Other aspects of the method include wherein the cough-inducing substance 22 preferably contains one or more salts of tartaric acid and wherein the substance is best made with up to approximately 20% tartaric acid. Additionally, in the method the at least one muscle of the patient preferably consists of an external abdominal oblique muscle. Also, in the method inducing a cough most preferably comprises contacting the patient's larynx with the atomized cough-inducing substance 22.
Quantitative aspects of the method include an elapsed time measured from actuation of the switch 14 to initiation of muscle electrical activity of approximately from 15 to 21 milliseconds, which indicates a normal laryngeal cough reflex. In the method, an elapsed time of greater than approximately 21 milliseconds from actuation of the switch 14 to sensing electrical activity in the at least one muscle indicates an impaired laryngeal cough reflex. Those skilled in the art will readily understand that the degree of impairment of the patient's laryngeal cough reflex is relatively proportional to the elapsed time between switch 14 actuation and initiation of muscle electrical activity.
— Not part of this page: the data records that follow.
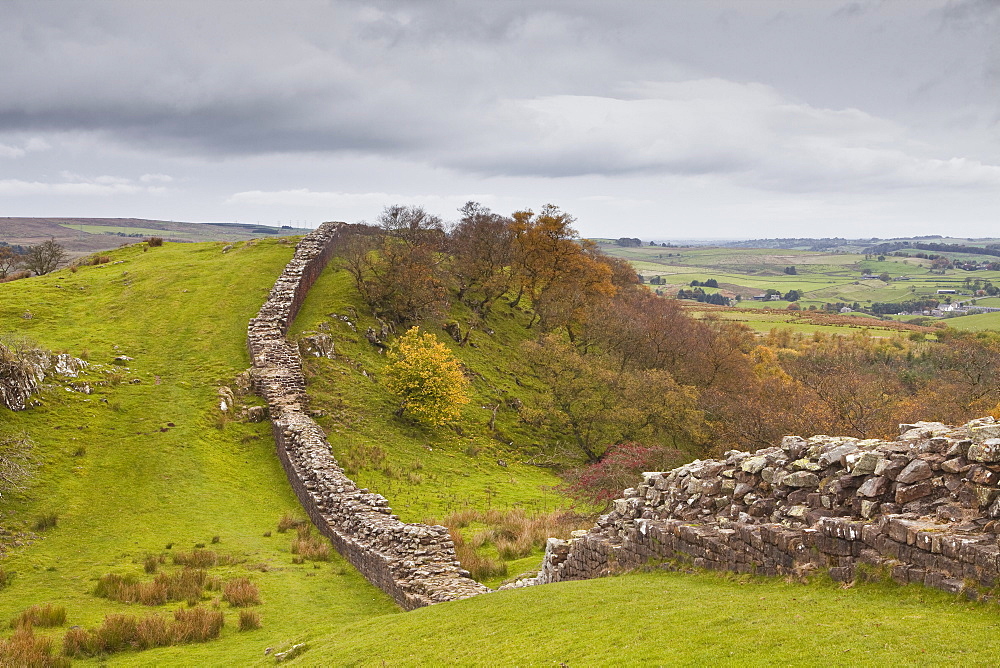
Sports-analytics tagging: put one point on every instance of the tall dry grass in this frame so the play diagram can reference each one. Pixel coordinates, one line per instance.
(241, 593)
(185, 585)
(44, 615)
(24, 648)
(311, 547)
(124, 632)
(513, 533)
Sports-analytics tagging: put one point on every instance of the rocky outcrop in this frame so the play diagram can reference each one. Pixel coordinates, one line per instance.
(924, 508)
(413, 563)
(23, 369)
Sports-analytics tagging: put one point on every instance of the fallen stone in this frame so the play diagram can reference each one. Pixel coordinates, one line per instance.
(915, 471)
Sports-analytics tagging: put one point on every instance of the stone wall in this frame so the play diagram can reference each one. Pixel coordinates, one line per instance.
(923, 508)
(413, 563)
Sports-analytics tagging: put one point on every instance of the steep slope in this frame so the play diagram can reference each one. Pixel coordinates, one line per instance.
(148, 460)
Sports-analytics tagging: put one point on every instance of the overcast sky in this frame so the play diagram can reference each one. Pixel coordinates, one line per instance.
(659, 119)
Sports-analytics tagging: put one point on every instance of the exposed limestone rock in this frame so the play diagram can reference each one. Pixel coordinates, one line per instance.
(317, 345)
(414, 563)
(22, 371)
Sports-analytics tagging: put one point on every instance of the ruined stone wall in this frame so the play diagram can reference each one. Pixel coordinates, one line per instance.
(413, 563)
(922, 508)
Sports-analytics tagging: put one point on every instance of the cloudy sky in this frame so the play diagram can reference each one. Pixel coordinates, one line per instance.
(660, 119)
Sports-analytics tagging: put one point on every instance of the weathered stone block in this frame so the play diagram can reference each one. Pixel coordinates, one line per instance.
(907, 493)
(987, 451)
(915, 471)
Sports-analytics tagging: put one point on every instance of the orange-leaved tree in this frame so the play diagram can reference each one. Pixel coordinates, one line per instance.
(427, 378)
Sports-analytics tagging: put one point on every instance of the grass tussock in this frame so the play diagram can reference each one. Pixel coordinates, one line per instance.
(310, 547)
(513, 533)
(199, 558)
(480, 566)
(249, 620)
(24, 648)
(43, 615)
(186, 585)
(152, 562)
(196, 625)
(360, 456)
(289, 521)
(125, 632)
(241, 593)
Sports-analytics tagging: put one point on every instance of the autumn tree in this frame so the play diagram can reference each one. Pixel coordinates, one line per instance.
(427, 378)
(9, 261)
(480, 246)
(44, 257)
(599, 406)
(396, 266)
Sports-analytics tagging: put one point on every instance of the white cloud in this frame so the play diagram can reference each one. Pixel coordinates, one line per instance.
(156, 178)
(76, 185)
(31, 145)
(747, 132)
(312, 198)
(11, 151)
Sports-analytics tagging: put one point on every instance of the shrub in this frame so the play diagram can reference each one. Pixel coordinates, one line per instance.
(620, 467)
(23, 648)
(40, 615)
(249, 620)
(241, 593)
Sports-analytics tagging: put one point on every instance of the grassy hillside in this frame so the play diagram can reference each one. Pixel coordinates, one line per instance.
(85, 235)
(821, 277)
(137, 466)
(429, 473)
(678, 619)
(134, 468)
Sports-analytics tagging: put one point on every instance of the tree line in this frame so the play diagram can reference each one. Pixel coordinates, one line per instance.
(628, 372)
(39, 259)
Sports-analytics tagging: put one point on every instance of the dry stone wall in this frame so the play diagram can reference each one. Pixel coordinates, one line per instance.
(923, 508)
(413, 563)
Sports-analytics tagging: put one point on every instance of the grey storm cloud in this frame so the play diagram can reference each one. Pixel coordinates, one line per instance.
(773, 95)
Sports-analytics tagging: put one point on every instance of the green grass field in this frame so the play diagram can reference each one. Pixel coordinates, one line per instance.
(114, 229)
(822, 278)
(180, 311)
(132, 468)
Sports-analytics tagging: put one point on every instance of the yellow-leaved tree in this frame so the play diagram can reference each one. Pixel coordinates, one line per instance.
(427, 378)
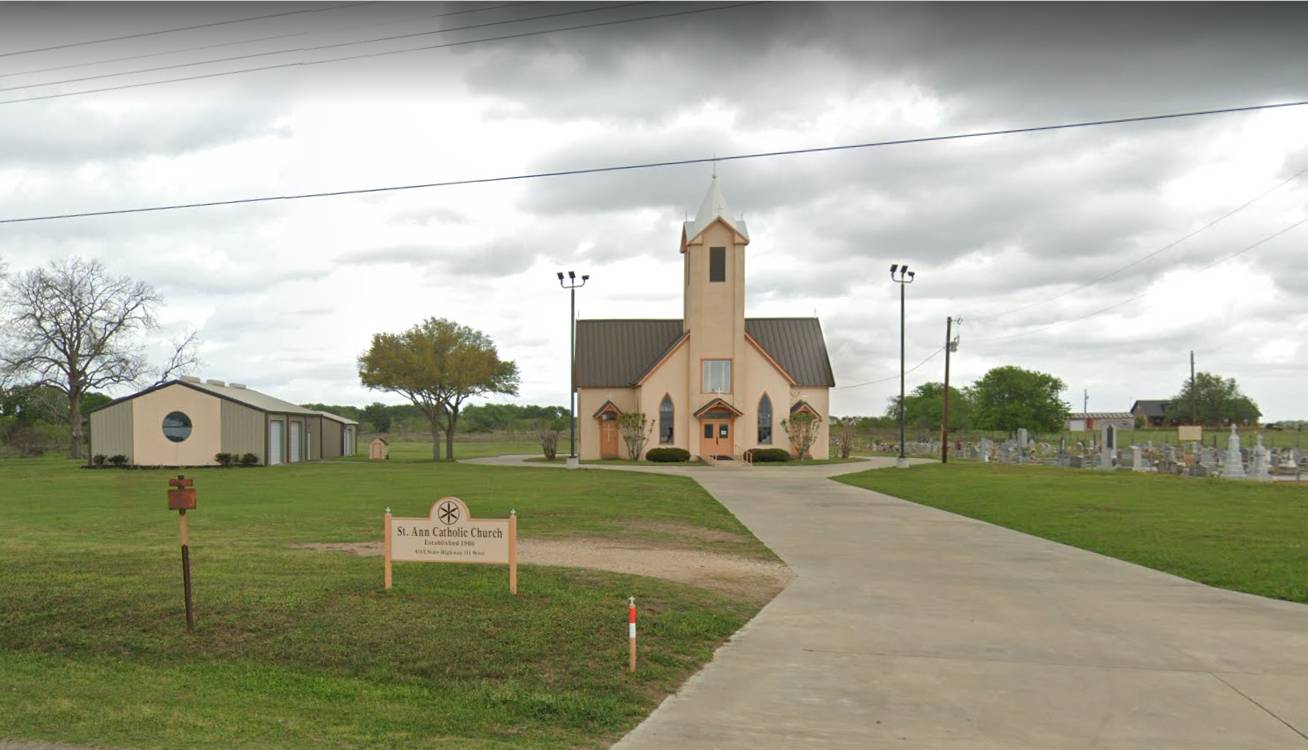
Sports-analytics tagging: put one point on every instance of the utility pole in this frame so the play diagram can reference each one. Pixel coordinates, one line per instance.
(572, 285)
(1194, 414)
(950, 344)
(904, 279)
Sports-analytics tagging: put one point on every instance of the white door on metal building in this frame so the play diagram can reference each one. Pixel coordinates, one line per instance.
(276, 439)
(297, 432)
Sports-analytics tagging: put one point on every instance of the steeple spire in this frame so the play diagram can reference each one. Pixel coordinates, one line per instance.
(714, 206)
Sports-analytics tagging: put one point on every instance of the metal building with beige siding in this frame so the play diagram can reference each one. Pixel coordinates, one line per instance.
(189, 422)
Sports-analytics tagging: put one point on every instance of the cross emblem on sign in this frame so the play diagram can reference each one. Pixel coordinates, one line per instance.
(447, 513)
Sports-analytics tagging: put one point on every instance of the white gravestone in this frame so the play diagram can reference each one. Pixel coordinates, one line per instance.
(1234, 467)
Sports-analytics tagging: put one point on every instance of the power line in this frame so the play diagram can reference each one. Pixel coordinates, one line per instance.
(250, 41)
(381, 54)
(317, 47)
(160, 32)
(894, 376)
(1141, 296)
(645, 165)
(1146, 257)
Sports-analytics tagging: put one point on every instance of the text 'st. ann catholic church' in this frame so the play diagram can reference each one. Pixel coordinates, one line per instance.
(713, 381)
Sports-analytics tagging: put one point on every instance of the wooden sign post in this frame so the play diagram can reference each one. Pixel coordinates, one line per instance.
(450, 534)
(181, 498)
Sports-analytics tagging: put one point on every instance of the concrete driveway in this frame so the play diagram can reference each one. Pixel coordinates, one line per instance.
(912, 627)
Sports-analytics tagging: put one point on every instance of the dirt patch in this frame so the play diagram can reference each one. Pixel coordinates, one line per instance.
(740, 576)
(687, 530)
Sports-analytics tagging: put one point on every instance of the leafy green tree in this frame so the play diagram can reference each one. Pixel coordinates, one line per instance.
(437, 365)
(1007, 398)
(378, 415)
(1217, 401)
(925, 407)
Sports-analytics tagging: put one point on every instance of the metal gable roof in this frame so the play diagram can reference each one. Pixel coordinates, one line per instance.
(797, 344)
(616, 352)
(243, 395)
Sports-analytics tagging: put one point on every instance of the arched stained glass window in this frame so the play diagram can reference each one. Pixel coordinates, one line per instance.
(665, 420)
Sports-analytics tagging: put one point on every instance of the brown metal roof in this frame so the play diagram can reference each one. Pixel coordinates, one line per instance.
(615, 354)
(618, 352)
(797, 344)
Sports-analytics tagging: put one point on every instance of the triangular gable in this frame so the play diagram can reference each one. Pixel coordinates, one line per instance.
(803, 406)
(717, 403)
(662, 359)
(789, 377)
(608, 406)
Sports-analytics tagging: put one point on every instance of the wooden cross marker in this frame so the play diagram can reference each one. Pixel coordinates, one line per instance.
(181, 498)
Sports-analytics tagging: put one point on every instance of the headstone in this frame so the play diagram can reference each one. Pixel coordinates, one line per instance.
(1260, 467)
(1108, 446)
(1234, 467)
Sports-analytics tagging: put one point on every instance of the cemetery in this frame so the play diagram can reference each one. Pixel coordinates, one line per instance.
(1238, 534)
(1230, 456)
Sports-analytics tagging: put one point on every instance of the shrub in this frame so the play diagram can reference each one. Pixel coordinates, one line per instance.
(667, 454)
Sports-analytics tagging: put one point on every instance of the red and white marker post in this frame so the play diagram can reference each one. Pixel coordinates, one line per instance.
(631, 631)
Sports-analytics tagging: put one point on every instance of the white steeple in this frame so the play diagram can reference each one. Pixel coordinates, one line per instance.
(714, 206)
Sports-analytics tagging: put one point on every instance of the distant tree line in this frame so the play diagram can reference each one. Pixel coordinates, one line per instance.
(1009, 398)
(484, 419)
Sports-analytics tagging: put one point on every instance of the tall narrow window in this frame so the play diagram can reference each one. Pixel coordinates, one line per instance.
(665, 420)
(717, 263)
(717, 376)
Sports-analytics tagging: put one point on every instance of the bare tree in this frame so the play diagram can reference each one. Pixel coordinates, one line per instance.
(802, 431)
(636, 432)
(844, 431)
(72, 326)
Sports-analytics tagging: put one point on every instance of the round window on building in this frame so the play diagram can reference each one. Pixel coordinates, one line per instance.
(177, 427)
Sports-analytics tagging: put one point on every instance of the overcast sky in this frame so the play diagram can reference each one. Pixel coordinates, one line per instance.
(1003, 232)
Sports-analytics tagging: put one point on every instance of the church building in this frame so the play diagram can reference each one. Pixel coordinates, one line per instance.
(713, 381)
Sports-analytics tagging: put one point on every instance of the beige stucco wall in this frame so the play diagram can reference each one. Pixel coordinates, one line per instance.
(243, 429)
(111, 431)
(761, 377)
(589, 399)
(714, 312)
(149, 445)
(670, 380)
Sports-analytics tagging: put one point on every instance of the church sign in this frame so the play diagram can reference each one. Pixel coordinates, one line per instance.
(450, 534)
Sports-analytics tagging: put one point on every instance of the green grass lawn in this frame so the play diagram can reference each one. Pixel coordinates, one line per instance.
(1243, 535)
(304, 648)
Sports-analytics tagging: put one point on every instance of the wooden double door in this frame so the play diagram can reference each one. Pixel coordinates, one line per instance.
(608, 441)
(717, 436)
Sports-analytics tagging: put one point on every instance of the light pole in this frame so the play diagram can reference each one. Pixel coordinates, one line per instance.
(572, 284)
(901, 276)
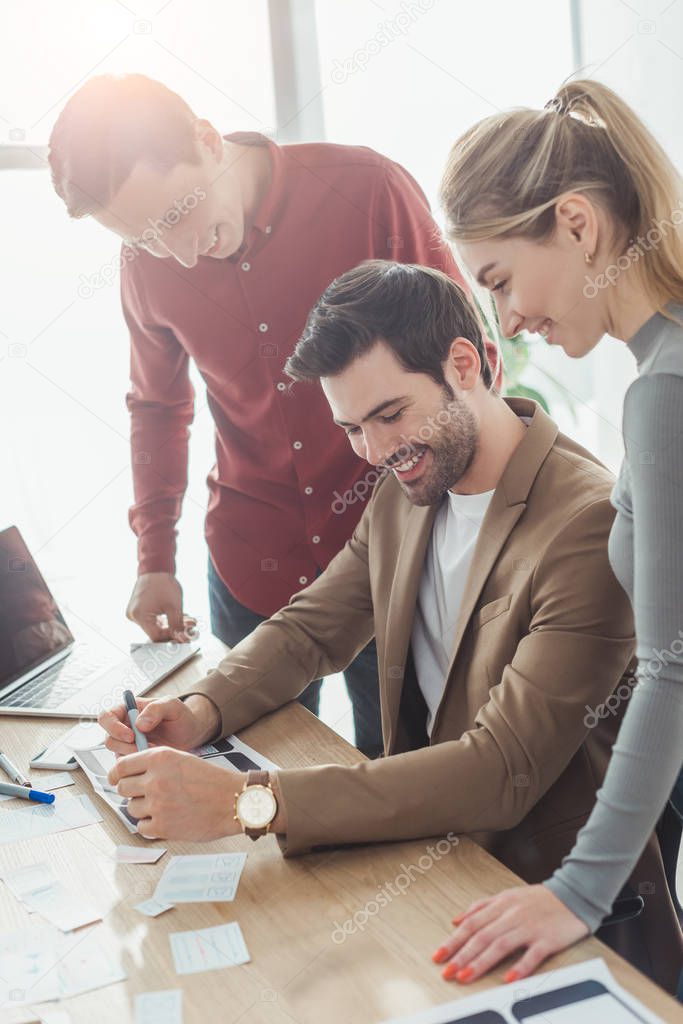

Beyond the normal range, the longer the elapsed time, the more severe the impairment of the laryngeal cough reflex. Of course, complete impairment of the reflex will result in no cough production at all, so that elapsed time approaches infinity.
In the drawings and specification, there have been disclosed a typical preferred embodiment of the invention, and although specific terms are employed, the terms are used in a descriptive sense only and not for purposes of limitation. The invention has been described in considerable detail with specific reference to these illustrated embodiments. It will be apparent, however, that various modifications and changes can be made within the spirit and scope of the invention as described in the foregoing specification and as defined in the appended claims.